Pascal, en introduction du condensé postume de ses écrits “Les pensées” de Pascal, décrit deux formes d’ésprit qui lui semble les plus caractéristique : l’ésprit mathématique et l’ésprit intuitif.
L’esprit fait la forme : L’âme génère les formes, ou les formes génèrent l’âme ?... Est-ce légitime de concevoir que c’est l’esprit qui fait l’apparence ? Forme et fond, le propos dominant veut que ces deux là ne sont jamais séparables... Cette confrontation est passionnante, et vous m’excuserez j’espère. Permettez moi d’aller jusqu’au bout de mon introspection.
“... en un mot c’est ce que l’âme a ajouté aux couleurs et aux lignes pour aller à l’âme” (Delacroix).
Il existe des amas de formes transportant seulement du vide. Le dit “fond” peut se trouver démuni de consistance. C’est que l’apparence est une empreinte de l’esprit qui l’engendre. D'ailleurs l’unité découle de la persistance d’un même esprit. “Fond” égale “forme” ne veut pas dire que l’habit fait le moine ! C’est le cas de l’auberge espagnole, où, par hasard, des formes accompagnent un état d’esprit qui croit s’y reconnaître. Or, même à notre insu, par le biais d’un caractère, l’âme ou la pensée impriment la matière visuelle. À la façon du microsillon, la lecture d’une forme retranscrit la nature de l’esprit qui a organisé cet événement visuel. J’aimerais pourtant pouvoir affirmer que sans cela l’art n’existerait pas.

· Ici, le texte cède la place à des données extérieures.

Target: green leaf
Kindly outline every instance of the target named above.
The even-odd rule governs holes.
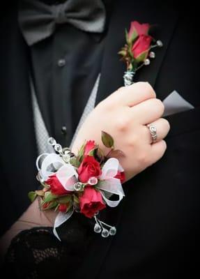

“Tout est beau pour l’artiste, car en tout être et en toute chose, son regard pénétrant découvre le caractère, c’est à dire la vérité intérieure qui transparaît sous la forme, et cette vérité, c’est la beauté même” (Rodin).
Vous n’êtes pas obligé de me suivre, car me direz-vous, l’âme du spectateur n’est jamais “à l’arrivée” conforme à l’âme de “l’émetteur”. Il est généralement d’usage de dire que le peintre fait 50 % du chemin et que l’amateur fait l’autre moitié. D’accord, mais dans cette communication, il n’y à rien à comprendre, rien qui oblige le spectateur à se soumettre à une pensée comme pour une leçon, un ordre ou un “message”, message qu’à tort l’on tient à suspecter dans une oeuvre. Il était ici supposé qu’il ne s’agissait pas d’informations raisonnables, mais de choses non-raisonnables, en amont de ce qui s’analyse : une forme d’esprit (mais comment donc nommer cette chose bizarre !?).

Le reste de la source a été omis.